Журнал издается с 1924 года.

Международные принципы организации паллиативной помощи детям

Паллиативная помощь (ПП) детям, хотя и тесно связана с ПП взрослым, является отдельной областью медицины, которая направлена на улучшение качества жизни детей с ограничивающими жизнь и угрожающими ей заболеваниями и их семей. В мире наблюдается увеличение количества детей, нуждающихся в ПП. Самая большая потребность в ПП детям отмечается в возрастной группе до 1 года, самый высокий прирост регистрируется в группе подростков (16— 19лет). По разным оценкам, потребность в специализированной ПП детям колеблется от 32 на 10 ООО детского населения в возрасте 0—19 лет в Великобритании до 120— 181 в странах Африки. По данным ВОЗ, потребность в помощи в конце жизни в целом в мире составляет 63 на 100 ООО населения младше 15 лет: от 23 на 100 ООО в Европе до 160 на 100 ООО в Африке.

Существуют проблемы, связанные с формированием унифицированного перечня заболеваний, при которых возникает необходимость оказания ПП, а также с разработкой четких критериев и алгоритмов своевременного перевода детей под специализированное паллиативное наблюдение.
 
В последние годы в мире наблюдается значительное увеличение потребности в паллиативной помощи (ПП) как взрослым, так и детям, что связано со старением населения, увеличением количества онкологических и других неинфекционных хронических заболеваний. Изначально ПП подразумевала облегчение страданий у онкологических больных, однако в настоящее время все чаще поднимается вопрос о необходимости профессиональной ПП пациентам с тяжелыми хроническими заболеваниями, такими как СПИД, цереброваскулярные заболевания, цирроз печени и др. [1].

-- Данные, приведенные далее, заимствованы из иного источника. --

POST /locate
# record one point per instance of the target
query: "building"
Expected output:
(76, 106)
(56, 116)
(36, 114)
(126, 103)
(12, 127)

В то же время совершенствование медицинских технологий и методов ухода, которые, с одной стороны, способствуют выживаемости недоношенных детей, в том числе с очень низкой и экстремально низкой массой тела, снижению детской смертности, увеличению продолжительности жизни детей с прогностически неблагоприятными заболеваниями, с другой — приводят к увеличению потребности в услугах ПП детям. По данным Международной сети паллиативной помощи детям (ICPCN), ежегодно более 8 млн детей (6% от всех новорожденных в мире) рождаются с тяжелыми врожденными пороками и генетическими нарушениями, многим из которых потребуется ПП [2].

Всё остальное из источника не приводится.